Мои поцелуи глухим диссонансом
враждебные струны тревожат в тебе…
Мои поцелуи глухим диссонансом,
не впитываясь, словно капельки ртути,
по коже твоей безответной скользят…
Не впитываясь, словно капельки ртути.
И наши сплетенные инициалы
глубоко вросли в сердцевину дубов…
И наши сплетенные инициалы.
Поправшее тайною силою годы,
незыблемо совокупление их…
Поправшее тайною силою годы.
Как будто на шкуре черной пантеры{4},
во вкрадчиво-мягкой истоме ночной…
Как будто на шкуре черной пантеры,
подобна царице из древней легенды{5},
ты дремлешь на мраморном сердце моем…
Подобна царице из древней легенды.
Пролью по тебе я белые слезы
струистым каскадом венчальных цветов…
Пролью по тебе я белые слезы.
Ночных светлячков наблюдаю круженье,
и мнятся мне факелы траурных дрог…
Ночных светлячков наблюдаю круженье.
Столетнего дерева крона мне мнится
архангелом белым, простершим крыла…
Столетнего дерева крона мне мнится.
На черной Гелвуе{6} кощунственной страсти
он явит мне свой устрашающий лик…
На черной Гелвуе кощунственной страсти
архангел звездою пронзит мой язык.
ГОЛОС ПРОТИВ СКАЛЫ
(Фрагмент)
Мерцали в небе звезд ночных короны,
шумели глухо, как лесов сосновых кроны.
Под молнией и ветром ураганным,
что хаосом рожден был первозданным,
гремели богохульные проклятья —
и все стихии мира без изъятья
внимали знаменьям из темной бездны
и трепетали, блеск завидя звездный.
Аккорды гнева в сумрачном клавире
брал ураган{7} на полуночной лире.
«Душа мрачится!» От такой угрозы
катились алые, сверкающие слезы
с небес, и траурный деревьев свод
был темен, как тоски смертельной гнет.
И Южный Крест пылающие руки
простер по небу в бесконечной муке
над тьмой лесов и белизною льдин;
а я средь этой жути был один,
меж вечностью и мыслью.

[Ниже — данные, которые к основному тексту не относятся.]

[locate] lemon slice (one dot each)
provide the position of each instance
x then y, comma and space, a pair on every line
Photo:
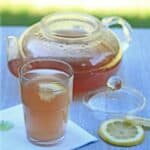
138, 121
119, 133
47, 91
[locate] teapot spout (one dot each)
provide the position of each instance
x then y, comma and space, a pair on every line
13, 55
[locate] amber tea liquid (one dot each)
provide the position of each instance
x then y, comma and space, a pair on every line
46, 101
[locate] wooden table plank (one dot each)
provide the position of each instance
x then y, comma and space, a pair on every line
135, 72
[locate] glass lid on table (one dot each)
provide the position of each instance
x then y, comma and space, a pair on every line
115, 99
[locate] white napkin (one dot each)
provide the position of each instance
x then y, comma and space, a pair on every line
16, 137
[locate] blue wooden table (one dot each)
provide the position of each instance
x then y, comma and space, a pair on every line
134, 70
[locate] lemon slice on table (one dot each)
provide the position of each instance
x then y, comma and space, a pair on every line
138, 121
118, 132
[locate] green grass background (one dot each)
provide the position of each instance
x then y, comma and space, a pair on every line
26, 15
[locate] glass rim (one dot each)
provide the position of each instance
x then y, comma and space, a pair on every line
25, 64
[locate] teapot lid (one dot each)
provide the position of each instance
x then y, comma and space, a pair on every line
81, 40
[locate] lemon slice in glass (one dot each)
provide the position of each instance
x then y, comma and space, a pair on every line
138, 121
119, 133
47, 91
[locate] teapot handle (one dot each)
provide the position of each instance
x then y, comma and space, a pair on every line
114, 20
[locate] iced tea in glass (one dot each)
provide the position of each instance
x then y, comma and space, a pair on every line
46, 90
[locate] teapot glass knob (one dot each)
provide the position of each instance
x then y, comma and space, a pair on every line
114, 83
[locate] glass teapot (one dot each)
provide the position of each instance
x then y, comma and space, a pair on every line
92, 49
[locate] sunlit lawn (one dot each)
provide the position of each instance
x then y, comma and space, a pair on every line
28, 14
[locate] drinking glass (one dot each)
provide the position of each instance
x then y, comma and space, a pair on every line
46, 92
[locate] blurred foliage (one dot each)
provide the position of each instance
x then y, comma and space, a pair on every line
25, 15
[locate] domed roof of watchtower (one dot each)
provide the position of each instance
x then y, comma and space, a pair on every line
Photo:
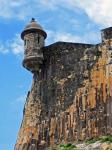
33, 26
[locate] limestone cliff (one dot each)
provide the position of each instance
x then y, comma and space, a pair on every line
70, 98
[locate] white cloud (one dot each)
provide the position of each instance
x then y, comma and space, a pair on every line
3, 49
98, 11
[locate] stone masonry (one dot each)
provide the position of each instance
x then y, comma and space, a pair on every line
71, 94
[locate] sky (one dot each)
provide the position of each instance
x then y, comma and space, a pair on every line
63, 20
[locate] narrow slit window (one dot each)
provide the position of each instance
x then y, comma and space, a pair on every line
38, 39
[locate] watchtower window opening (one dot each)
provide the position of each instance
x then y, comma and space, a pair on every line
38, 39
25, 42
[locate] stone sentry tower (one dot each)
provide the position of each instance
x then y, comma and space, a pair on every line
33, 36
71, 94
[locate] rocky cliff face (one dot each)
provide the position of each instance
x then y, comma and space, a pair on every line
70, 98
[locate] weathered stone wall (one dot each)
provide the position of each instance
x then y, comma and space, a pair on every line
70, 98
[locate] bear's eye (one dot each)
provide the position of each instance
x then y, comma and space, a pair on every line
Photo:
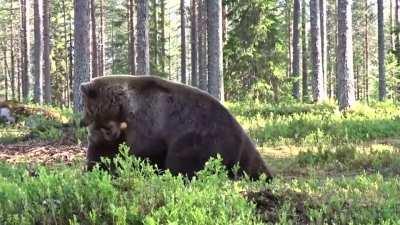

Дантов ад
зрил среди бури потрясенный взгляд,
стонали звезды, плакали планеты,
но род людской не ждал от них совета;
сквозь мглу скакала огненная рать —
никто не смел поводья в руки взять.
Никто, стряхнув с очей оцепененье,
не разбирался в звезд хитросплетенье;
никто, умом возвышен и могуч,
не находил к их знакам тайный ключ
и не следил их путь в крови, в огне…
С тех пор примкнул я к звездной стороне.
Из сборника «Сумерки в сад»{8}
ОКЕАНИДА{9}
Ярилось море, пенилось, ревело
от похоти, стан обнимая твой,
но берег длинною своей рукой
тебя укрыл. Твое нагое тело
во мраке ночи на песке белело,
и звездный свет мерцал над головой,
и по равнине он скользил морской,
ведь море без добычи присмирело.
С кошачьей лаской, нежною волною
оно теперь стелилось пред тобою,
и голос его вкрадчивый дрожал,
скользило по твоей упругой коже,
пьянило, чтоб затем в твое межножье
волной вонзиться — острой, как кинжал.
СТАРОСТЬ АНАКРЕОНА{10}
Кончался день. Из алых роз корона
увенчивала вдохновенный лик.
Божественных созвучий бил родник,
полн искристого солнечного звона.
В лад сладостным стихам Анакреона
звук мерный и глухой вдали возник:
мычало море, как безрогий бык,
впряженный в колесницу Аполлона.
И ливень роз!.. Поэт склонил чело,
в его душе отрадно и светло, —
как будто в жилы юный пламень влили!